In Redis, the MULTI, EXEC, and WATCH commands allow us to execute a set of commands as a single atomic operation. This executes in isolation of other client requests; but, not in absolute isolation. Both the WATCH command and (apparently) the EXEC command allow for volatile keys to be expired without terminating the transaction workflow. This can lead to tiny race conditions that you just have to account for in your code.
Want to use code from this post? Check out the license.
Reader Comments
I'm also look into such a similar issue. Did you try with Lua script "EVAL/EVALSHA" commands. In that as well, it is possible for the issue to happen.
@Sundar,
I was going to try to look into that next; but, given the time constraints, I didn't want to go down too many rabbit holes. Solve the problem and move on, and so forth.

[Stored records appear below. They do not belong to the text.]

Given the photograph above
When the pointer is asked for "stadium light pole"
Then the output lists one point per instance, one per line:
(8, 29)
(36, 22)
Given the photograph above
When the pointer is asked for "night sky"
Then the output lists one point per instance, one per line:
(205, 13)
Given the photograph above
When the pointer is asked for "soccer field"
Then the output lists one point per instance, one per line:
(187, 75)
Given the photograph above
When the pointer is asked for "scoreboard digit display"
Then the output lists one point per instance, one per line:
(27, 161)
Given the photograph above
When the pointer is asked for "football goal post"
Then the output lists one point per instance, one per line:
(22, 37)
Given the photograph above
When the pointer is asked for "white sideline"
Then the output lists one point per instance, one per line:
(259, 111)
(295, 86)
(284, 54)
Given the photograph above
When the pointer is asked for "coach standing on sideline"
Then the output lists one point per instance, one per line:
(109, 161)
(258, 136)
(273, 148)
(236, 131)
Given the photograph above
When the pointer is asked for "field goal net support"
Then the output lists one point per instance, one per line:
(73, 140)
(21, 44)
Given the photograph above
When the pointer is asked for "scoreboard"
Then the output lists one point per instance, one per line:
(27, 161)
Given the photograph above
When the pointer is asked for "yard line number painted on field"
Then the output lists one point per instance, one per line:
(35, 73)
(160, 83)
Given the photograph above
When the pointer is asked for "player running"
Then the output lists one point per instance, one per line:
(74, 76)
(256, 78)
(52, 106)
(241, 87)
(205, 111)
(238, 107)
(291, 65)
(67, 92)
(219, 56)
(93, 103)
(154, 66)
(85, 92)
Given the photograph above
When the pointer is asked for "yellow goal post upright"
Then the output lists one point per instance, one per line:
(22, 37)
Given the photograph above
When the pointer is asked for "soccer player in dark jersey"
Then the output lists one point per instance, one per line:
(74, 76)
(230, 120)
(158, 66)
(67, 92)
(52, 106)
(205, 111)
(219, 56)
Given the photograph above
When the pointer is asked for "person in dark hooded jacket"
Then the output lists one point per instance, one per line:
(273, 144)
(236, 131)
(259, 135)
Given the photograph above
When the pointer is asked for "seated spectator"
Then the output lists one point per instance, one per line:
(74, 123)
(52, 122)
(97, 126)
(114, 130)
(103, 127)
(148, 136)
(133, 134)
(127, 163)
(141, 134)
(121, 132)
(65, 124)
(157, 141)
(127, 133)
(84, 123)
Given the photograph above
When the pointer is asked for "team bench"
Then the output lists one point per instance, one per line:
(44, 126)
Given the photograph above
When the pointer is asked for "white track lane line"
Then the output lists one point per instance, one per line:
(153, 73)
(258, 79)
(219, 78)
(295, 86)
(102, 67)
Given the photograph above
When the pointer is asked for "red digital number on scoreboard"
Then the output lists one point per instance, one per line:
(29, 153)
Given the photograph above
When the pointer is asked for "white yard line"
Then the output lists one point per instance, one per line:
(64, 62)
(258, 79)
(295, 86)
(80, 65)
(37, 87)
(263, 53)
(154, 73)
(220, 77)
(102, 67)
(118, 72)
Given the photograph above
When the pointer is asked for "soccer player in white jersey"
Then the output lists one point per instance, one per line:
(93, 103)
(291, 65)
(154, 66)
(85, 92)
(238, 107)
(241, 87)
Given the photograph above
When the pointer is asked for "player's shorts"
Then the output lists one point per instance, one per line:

That said, I am not sure if eval'ing script on the server would actually help? I think the point of the script-based eval was to make it atomic; but, if that's what the .multi() is already doing, then I'm not sure the eval would actually solve this problem in a different way.
Of course, I've never written a single line of Lua, so take this with a grain of salt.
@Ben,
I agree with you. LUA should also technically have the same issue, though it depends on how REDIS executes the LUA script. BTW, I have now written the LUA script and after incrementing a field in my hash key, I check for pttl of the key and if the pttl returns -1, then I directly delete my key from the script.
@Ben, how did you actually solve the problem? We have exactly the same case (transaction with SET NX EX, followed by INCR) and we are worried about this potential race condition.